Principal photography began on August 12, 1963. The majority of location filming was completed in Istanbul, Turkey, with locations including the Topkapı Palace, Hagia Sophia, the Bosporus waterway dividing Europe and Asia, the Golden Horn, the Sea of Marmara, and Dolmabahçe Palace, before moving for one week of shooting at the harbor of Kavala, Greece. Interiors were shot at the Billancourt Studios in Paris.

==Reception==
===Box office===
Topkapi grossed $7 million at the US box office, earning $4 million in theatrical rentals in the United States and Canada.

===Critical response===
On the review aggregator website Rotten Tomatoes, the film holds an approval rating of 95% based on 21 reviews, with an average rating of 7.8/10.

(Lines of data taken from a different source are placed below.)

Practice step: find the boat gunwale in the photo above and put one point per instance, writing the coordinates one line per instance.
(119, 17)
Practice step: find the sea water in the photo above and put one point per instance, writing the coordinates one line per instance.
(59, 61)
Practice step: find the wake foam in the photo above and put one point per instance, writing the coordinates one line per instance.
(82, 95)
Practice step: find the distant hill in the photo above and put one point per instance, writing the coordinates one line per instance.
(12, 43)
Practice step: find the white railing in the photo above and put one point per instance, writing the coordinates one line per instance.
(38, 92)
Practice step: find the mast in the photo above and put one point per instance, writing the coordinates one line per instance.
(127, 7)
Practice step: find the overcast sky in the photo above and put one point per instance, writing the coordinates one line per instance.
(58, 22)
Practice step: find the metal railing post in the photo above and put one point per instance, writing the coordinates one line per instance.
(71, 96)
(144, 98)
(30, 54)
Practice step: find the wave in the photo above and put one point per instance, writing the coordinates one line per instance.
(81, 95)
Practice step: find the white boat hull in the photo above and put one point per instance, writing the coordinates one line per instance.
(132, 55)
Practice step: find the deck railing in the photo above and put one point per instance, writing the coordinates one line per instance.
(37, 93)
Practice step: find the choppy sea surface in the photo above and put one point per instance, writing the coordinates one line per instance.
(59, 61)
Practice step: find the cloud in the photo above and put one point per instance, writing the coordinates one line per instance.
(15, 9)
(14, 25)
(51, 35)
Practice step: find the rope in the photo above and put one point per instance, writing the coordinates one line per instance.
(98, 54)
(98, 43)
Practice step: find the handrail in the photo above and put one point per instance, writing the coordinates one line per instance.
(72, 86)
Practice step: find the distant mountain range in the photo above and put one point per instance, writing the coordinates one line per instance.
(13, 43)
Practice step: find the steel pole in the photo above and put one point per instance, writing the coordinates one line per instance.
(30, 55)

Bosley Crowther of The New York Times applauded the film as well acted, "adroitly plotted", and abounding in brilliant Technicolor that Dassin exploits "like a child with a new paint box", but he saved his greatest praise for Ustinov:[I]t is his misadventures and confusions and frights that truly make this picture something more than melodrama with a farcical edge. He makes it a joyous sort of travesty of the bad art of burglary. To see Mr. Ustinov sweating through his mischance encounters with the Turkish police, or playing the role of stool pigeon while running with the gang, or climbing about the roof of the palace under the heavy influence of vertigo, with the Golden Horn in the distance, is to see first-class comedy.

===Accolades===

Award: Year; Category; Recipient(s); Result; Ref.
National Board of Review: 1964; Top Ten Films; Topkapi; 6th Place
Academy Awards: 1965; Best Supporting Actor; Peter Ustinov; Won
David di Donatello: Golden Plate; Melina Mercouri; Won
Golden Globe Awards: Best Actor in a Motion Picture – Musical or Comedy; Peter Ustinov; Nominated
Best Actress in a Motion Picture – Musical or Comedy: Melina Mercouri; Nominated
Laurel Awards: Top Action Drama; Topkapi; 4th Place
Supporting Performance, Male: Peter Ustinov; Won
Writers Guild of America Awards: Best Written American Comedy; Monja Danischewsky; Nominated

==Legacy==
Topkapi later inspired the Mission: Impossible television series, and the scene in which a character hangs by a rope in order to steal a dagger inspired a similar scene in the 1996 Mission: Impossible film, where Ethan Hunt (Tom Cruise) rappels into a secure room to access a computer.

In his 2007 autobiography, Peter Sallis, who voiced Wallace, said the 1993 short film The Wrong Trousers was based loosely on Topkapi, and said it was his favorite Wallace & Gromit film.